COOKS TIPS AND SERVING IDEAS
- For the filled cherry tarts, you can freeze them first on a baking sheet before putting them in a container to stack them separately. I would advise separating each tart with a small piece of parchment paper though, even after freezing individually.
- Serve cherry tarts chilled, warmed, or at room temperature.
- You can always add a dollop of whipped cream on top, or even placing the tart in a bowl, warming it up slightly, and drizzling a bit of heavy cream over it.
- You can also serve the tart broken up, overtop a scoop of vanilla ice cream!
- If your cherries are especially sour for the season, add extra sugar to sweeten the mixture to your taste. On that same hand, remember that if you use ripe regular cherries (not sour), you may want to cut back on the sugar/honey so the tarts aren’t too sweet. You should taste as you go while making the filling.
- 2 cups Sour cherries
- ¼ c cherry juice, orange juice or water.
- 4 tablespoon Chia seeds
- 3 tablespoon sugar (see notes)
- 12 regular tart shells, frozen.
- Preheat the oven to the temperature that it states on the tart shell box.

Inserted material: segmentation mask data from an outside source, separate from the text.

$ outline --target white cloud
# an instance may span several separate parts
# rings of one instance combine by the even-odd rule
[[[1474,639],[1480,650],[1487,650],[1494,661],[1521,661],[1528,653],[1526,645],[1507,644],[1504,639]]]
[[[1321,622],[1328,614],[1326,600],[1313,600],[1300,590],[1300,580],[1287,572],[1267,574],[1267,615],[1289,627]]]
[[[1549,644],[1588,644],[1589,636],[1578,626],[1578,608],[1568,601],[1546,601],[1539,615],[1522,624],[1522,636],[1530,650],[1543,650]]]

- Bake the tarts according to the box directions.
- Remove and let cool.
- While the tarts are baking, place the cherries into a heavy-bottomed saucepan. Add the cherry juice, orange juice, or water.

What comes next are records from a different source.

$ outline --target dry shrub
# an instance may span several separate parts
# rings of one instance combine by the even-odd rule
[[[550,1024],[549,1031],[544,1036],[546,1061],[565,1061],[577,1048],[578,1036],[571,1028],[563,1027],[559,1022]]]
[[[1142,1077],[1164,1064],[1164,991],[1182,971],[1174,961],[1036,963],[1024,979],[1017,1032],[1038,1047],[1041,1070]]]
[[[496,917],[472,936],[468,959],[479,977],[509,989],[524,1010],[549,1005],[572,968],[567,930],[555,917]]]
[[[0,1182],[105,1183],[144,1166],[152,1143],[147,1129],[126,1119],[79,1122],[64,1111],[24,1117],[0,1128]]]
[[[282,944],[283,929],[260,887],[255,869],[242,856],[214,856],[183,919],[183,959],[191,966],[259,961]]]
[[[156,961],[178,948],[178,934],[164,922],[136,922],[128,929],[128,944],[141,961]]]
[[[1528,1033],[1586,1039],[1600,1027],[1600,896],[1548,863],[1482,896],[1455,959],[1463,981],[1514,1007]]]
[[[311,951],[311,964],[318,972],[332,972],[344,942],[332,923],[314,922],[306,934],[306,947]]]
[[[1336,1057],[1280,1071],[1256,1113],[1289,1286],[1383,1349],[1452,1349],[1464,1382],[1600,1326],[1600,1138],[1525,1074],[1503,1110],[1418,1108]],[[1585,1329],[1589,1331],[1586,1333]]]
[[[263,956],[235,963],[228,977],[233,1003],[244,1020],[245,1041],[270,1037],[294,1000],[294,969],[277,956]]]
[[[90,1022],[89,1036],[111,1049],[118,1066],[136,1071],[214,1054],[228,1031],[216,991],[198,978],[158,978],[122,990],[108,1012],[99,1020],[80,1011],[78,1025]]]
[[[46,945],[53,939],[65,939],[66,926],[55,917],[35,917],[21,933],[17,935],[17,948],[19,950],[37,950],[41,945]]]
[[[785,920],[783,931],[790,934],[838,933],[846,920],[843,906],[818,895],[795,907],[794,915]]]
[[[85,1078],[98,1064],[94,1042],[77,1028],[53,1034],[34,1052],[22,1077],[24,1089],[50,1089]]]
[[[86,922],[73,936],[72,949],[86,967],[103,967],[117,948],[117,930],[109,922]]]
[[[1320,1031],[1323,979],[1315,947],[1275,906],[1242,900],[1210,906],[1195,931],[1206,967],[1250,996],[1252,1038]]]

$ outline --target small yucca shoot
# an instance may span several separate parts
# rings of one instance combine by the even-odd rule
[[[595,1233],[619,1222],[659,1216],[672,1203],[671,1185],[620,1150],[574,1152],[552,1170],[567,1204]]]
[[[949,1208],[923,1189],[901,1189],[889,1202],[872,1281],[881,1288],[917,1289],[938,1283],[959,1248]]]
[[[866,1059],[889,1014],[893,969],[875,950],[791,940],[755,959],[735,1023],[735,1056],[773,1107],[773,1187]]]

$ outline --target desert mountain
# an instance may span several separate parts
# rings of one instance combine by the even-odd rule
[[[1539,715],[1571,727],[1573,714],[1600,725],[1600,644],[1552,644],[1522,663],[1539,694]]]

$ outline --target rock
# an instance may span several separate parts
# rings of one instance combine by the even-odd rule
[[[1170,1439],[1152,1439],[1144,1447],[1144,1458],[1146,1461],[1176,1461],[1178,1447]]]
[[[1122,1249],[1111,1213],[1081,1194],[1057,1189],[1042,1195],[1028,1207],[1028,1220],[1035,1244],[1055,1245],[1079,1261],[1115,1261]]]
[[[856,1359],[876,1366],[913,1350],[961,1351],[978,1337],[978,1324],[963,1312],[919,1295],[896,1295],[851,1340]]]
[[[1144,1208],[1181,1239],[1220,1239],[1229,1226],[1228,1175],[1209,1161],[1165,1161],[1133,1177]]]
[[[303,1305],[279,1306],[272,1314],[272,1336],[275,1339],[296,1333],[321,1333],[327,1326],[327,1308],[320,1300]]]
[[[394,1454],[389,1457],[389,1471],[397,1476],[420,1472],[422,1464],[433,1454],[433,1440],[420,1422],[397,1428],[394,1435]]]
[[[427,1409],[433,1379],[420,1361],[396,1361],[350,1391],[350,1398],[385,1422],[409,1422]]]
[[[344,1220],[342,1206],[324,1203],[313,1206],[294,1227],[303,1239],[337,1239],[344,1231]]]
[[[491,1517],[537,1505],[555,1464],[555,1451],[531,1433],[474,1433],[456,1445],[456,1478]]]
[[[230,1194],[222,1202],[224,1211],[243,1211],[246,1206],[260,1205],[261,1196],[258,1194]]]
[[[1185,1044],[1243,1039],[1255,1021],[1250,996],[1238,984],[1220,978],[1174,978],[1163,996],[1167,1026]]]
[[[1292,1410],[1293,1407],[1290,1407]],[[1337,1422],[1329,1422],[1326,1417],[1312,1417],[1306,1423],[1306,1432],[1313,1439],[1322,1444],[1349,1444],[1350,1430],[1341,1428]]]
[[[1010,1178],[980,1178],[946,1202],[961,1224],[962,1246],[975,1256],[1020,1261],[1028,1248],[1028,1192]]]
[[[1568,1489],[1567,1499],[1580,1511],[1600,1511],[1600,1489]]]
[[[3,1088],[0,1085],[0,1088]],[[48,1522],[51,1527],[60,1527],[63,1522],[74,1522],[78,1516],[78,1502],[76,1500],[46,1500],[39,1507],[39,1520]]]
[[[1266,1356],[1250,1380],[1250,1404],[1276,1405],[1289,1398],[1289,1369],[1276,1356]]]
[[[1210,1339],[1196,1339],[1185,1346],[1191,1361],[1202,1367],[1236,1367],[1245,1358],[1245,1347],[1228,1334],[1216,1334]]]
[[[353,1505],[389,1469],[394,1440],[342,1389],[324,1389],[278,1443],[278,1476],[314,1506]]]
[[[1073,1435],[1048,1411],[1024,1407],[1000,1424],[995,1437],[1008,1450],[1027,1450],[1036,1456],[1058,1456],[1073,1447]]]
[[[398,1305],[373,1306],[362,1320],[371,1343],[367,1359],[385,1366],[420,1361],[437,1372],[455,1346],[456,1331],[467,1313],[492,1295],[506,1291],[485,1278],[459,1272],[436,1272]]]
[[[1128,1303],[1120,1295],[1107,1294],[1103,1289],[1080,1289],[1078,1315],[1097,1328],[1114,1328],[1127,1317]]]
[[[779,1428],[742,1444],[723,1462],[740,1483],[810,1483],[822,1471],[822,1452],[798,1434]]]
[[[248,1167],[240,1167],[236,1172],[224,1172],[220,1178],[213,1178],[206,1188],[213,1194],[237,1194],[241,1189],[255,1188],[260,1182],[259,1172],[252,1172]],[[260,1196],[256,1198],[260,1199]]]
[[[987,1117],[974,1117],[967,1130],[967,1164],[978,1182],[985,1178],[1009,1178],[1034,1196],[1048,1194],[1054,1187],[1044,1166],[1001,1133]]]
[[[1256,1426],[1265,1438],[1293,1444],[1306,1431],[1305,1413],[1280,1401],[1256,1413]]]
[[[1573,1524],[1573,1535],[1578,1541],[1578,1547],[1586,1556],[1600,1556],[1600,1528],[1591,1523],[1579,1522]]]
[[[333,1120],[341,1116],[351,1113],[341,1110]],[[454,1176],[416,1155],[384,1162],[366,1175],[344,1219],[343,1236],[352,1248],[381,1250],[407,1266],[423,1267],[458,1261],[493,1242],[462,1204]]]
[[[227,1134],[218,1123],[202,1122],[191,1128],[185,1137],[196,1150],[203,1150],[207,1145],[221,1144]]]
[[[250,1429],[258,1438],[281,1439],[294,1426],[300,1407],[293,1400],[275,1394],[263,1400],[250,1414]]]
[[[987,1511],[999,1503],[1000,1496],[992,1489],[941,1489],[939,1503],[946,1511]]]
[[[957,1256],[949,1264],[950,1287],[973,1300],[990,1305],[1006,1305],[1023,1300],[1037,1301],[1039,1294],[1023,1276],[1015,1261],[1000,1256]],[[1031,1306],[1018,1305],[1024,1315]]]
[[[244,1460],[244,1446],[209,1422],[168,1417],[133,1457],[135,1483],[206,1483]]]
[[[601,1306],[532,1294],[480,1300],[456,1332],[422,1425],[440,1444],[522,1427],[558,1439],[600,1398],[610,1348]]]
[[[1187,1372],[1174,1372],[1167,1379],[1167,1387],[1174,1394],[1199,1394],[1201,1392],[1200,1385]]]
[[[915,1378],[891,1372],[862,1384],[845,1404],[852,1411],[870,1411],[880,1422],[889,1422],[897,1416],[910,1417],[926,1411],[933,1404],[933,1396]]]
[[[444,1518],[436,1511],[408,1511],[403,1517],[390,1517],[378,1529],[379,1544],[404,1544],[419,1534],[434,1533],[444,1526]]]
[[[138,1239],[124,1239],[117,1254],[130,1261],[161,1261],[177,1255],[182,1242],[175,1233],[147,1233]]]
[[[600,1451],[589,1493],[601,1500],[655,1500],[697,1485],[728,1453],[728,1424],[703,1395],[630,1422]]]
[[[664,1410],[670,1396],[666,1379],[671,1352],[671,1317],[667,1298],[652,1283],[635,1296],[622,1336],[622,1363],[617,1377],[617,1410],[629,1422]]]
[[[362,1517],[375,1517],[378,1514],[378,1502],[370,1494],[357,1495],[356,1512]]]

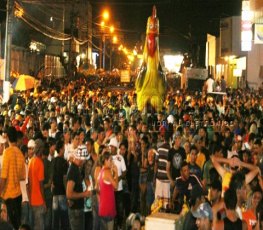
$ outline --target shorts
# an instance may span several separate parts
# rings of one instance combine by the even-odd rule
[[[155,186],[155,199],[157,197],[163,199],[170,199],[170,181],[169,180],[158,180],[156,179]]]

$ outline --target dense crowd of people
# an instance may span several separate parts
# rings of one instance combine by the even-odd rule
[[[0,107],[0,229],[262,229],[263,95],[43,85]],[[157,205],[156,205],[157,204]],[[158,206],[159,205],[159,206]]]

- Heat to a boil, and then turn down to simmer. The cherries should simmer long enough to break down. You can encourage this process by crushing them with a wooden spoon. Be careful, they're very hot and the cherry juice could splash.
- Once the cherries are broken down and saucy, add your choice of sweetener and the chia seeds. Stir until the sweetener is incorporated and remove from the heat.
- As the filling cools, the chia seeds will thicken the mixture.
- Evenly distribute the filling between the baked tart shells.
- Cool in the fridge to set up.
The amount of sweetener you use in this recipe will depend on the type you have chosen. If you are using something other than white sugar, I recommend incorporating a smaller amount and then tasting the mixture as you go, so that you get the perfect amount of sweetness that you want.
Nutrition Information:Yield: 12 Serving Size: 1 tart
Amount Per Serving: Calories: 480Total Fat: 19gSaturated Fat: 11gTrans Fat: 1gUnsaturated Fat: 6gCholesterol: 46mgSodium: 144mgCarbohydrates: 75gFiber: 4gSugar: 45gProtein: 5g
All nutritional information is based on third-party calculations and is only an estimate. Each recipe and nutritional value will vary depending on the brands you use, measuring methods, and portion sizes per household.